Friday, the bank stocks were mostly lower in failing stock and bond markets. Investors seemed rattled by the government's report that the country's trade imbalance worsened in September.

Some Friday Losers

Citicorp slipped $1 a share, to $34, in afternoon trading; First Interstate Bancorp was down $1.125, to $55.50; Fleet Financial Group was off 75 cents, to $30: and First Chicago Corp. was down 87.5 cents, to $43.75.

Bank stocks are in "the autumn of their cycle," said Anthony Davis of Dean Witter Reynolds Inc.

The bull market in bank stocks began 36 months ago. and the average cycle since 1974 has been 30 months, Mr. Davis said. With their own bull market at maturity, banks are in the midst of handing over market leadership to industrial stocks.

Tug-of-War Foreseen

In the near term, Mr. Davis anticipates an inconclusive "tug-of-war" as growth-oriented investors who have favored these stocks in the past few years depart the bank sector and value-oriented investors hunt for bargains.

Bank stocks are caught between the two schools of investing -- value and growth -- because of the now-familiar question about their prospects for revenue growth, Mr. Davis said.

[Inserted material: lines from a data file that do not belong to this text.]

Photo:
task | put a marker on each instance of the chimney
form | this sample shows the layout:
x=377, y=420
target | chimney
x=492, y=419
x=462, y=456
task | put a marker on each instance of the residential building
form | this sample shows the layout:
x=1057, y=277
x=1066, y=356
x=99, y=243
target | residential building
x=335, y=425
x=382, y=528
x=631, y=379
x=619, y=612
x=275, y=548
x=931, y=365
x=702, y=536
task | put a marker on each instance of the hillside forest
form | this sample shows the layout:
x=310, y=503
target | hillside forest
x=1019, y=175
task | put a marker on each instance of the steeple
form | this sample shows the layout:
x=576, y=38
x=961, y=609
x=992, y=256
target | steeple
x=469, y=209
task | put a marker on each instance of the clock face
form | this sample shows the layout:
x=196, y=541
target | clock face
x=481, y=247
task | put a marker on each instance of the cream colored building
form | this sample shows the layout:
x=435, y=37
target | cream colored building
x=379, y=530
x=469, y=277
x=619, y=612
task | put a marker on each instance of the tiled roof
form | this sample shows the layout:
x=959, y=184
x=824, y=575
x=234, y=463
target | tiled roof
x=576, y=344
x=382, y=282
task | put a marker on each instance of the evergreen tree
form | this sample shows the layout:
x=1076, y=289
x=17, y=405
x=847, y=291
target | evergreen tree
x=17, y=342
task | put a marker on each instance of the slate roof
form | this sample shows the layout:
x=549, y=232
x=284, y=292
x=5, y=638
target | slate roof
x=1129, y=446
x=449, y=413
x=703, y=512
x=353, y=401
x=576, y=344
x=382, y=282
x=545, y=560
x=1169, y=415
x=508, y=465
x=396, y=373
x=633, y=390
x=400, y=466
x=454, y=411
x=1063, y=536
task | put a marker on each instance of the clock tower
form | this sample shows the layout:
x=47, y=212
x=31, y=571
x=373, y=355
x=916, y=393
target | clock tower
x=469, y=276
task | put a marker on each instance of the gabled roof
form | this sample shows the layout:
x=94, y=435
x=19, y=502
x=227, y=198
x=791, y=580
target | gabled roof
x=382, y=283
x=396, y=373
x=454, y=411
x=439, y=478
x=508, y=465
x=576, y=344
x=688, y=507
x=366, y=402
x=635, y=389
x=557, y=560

Growth investors -- particularly momentum investors focused on big increases in earnings -- have driven the stocks higher because many banks in recent years benefited from falling interest rates and improving loan quality.

Revenue Prospects Dim

But except in California and some other isolated instances, that investment scenario of turnaround stocks is history. Banks now face a situation in which they have strong and clean balance sheets but no significant loan demand or alternative sources of revenue growth.

"The banking system has plenty of money and no place to go," said John J. Rooney Jr. a banking analyst at Legg Mason Wood Walker Inc. "It is very difficult to earn reasonable spreads by investing in short-term, fixed-income securities," he said.

That is particularly true in the Northeast and in California, Davis said. Business is somewhat better in the Southeast and Midwest.

Uses Excess Capital

As a result, banks have raised dividends 27% this year, on average, in an effort to put excess capital to work, he said. Some banks have initiated stock buyback plans for similar reasons.

Growth and momentum-oriented investors have seen those moves as a signal from bank managements that revenue prospects are modest. Meanwhile, value investors, focused on total return from stocks -- price appreciation plus the dividend -- have been attracted.

But Mr. Davis said money managers generally "remain overweighted in banks." They are likely to trim holdings on a cyclical basis, with the likelihood that "the industrial side of the market is going to outpace the banks next year."